Nicholls had already asked for an "advance copy" of the revised rules below to publish in the ACA's monthly newsletter.
Nicholls recognizes an important aspect of Aussie Croquet is that, like Golf Croquet, it invites competitors to stay on the lawns for the entire game, and stay engaged. He's considering exactly how to use Aussie as a transition to Association Croquet: "I have yet to 'experiment on the lawn' but have given some thought as to how to introduce the croquet shot and still keep the game interactive.
"The obvious answer is to retain the rule of deadness within a turn to limit length of break. I believe this would work well for most beginners, however the more tactical and skillful players could easily learn how shut out an opponent and make the game very one sided, in their favor--making them an excellent candidate for the longer and more complex version of croquet." (Presumably, the losers in the above scenario could keep playing Aussie Croquet!)
Can Aussie Croquet help the sport survive and succeed?
Nicholls noticed right away, at Ponte Vedra, how easy it was to switch from Golf Croquet to the other game: "One of the advantages I had at PVCC is that I could take a group of beginners through the basics and have them playing Golf Croquet at the end of an hour--whilst other members were playing Aussie Croquet on the court next to us.

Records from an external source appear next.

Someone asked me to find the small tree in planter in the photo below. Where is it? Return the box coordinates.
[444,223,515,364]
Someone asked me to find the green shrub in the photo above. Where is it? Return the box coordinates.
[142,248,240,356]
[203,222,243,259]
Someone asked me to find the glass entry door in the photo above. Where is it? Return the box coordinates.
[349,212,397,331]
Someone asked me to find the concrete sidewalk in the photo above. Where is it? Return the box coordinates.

This provided a wonderful demonstration of the different versions and made it easy to explain the natural progression from Golf Croquet to Aussie."
But where do you go from Aussie? Thoughtful readers will notice that the "transition" to American Rules is much simpler than to Association Croquet. American Rules already has rotation as well as deadness. On the other hand, without rotation, break-building will be a more difficult task--which might help to retain the attention of the novices long enough to have them make the longer leap to Association Croquet.

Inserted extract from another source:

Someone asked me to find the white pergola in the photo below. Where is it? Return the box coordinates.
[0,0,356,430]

The leap is actually a large one: from constant "pat-and-chat" engagement on the lawns in a social sport, to solitary play alternating with equally solitary out-player rest on the sidelines.
Martin French, former long-time Secretary-General of the World Croquet Federation, has trained himself to have a very long view of the prospects of the sport and hesitates to deliver forecasts himself or to credit the dire critiques of long-time devoted players of Association Croquet fearful of its demise. "The judgement of existing croquet players on the relative merits or dangers of these games doesn't mattter. We have to allow new players of these game variants to show us what works for them. We'll see whether and how many trickle through into Association Croquet."
Give all the human preferences and propensities corresponding to the different styles of croquet, deliberately embracing several games on the same lawns and with the same equipment just might be the correct recipe for the sport's long-term survival.
George Enochs, Jim Nicholls, John Curington, Nancy Avera, Jon Diamond and Bob Alman carried on an intense month-long review of these rules and their revision through a vigorous exchange of viewpoints with an overriding commitment to both clarity and brevity. All of it was done with a joint determination to limit ourselves to "everyday English" understood not just on both sides of the Atlantic, but in gardens, back yards, public parks, and everywhere any form of "croquet" is played.